Occasionally, Demps will get caught inside the 20 on kickoff returns, but his decision-making is generally solid and he should continue with his bold choices on returns.
Demps said he’s following the orders of special teams coordinator Dave Toub.
“Coach told us to be aggressive, me and (punt returner Dexter McCluster)," Demps said. “That’s what I’m doing, being aggressive. It’s kind of the flow of the game. Sometimes I won’t bring it out, sometimes I will, depending on whether we need a spark or not.
“With the new rule, you have no option. Otherwise, you’d be taking a knee every time."
Demps was referring to the rule that put the spot of the kickoffs back to the 40. Many kickoffs go into the end zone, some deep into the end zone. Some teams aren’t shy about bringing some of those out and the Chiefs are one of them.

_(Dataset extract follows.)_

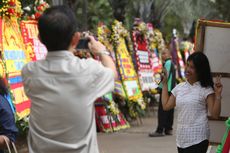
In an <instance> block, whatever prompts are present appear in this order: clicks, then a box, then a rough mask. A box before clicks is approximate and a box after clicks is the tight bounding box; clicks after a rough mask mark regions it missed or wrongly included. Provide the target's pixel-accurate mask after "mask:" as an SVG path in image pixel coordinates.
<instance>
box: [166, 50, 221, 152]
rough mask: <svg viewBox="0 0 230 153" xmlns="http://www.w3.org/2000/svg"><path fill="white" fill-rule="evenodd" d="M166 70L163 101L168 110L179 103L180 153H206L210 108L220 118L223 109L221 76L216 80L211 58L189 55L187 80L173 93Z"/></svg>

“If it’s nine (yards) deep and he’s chasing the ball or going backward or he has to run laterally far for the ball and he knows that’s taking too much time, he’s going to stay in," Toub said. “But if it’s a low trajectory ball and he’s getting it sometime eight or nine yards deep, he knows the coverage is not all the way down there, we’re going to come out with those.’’
Occasionally, Demps hasn’t made it out to the 20. Short of that, the decision to leave the end zone is a bad one. The Chiefs started last week’s game against the Cleveland Browns on their 12 after Demps returned the kick from six yards deep.
"That was because of (lousy) blocking," Toub said. "That was not because Demps came out. It wasn’t his decision that hurt us."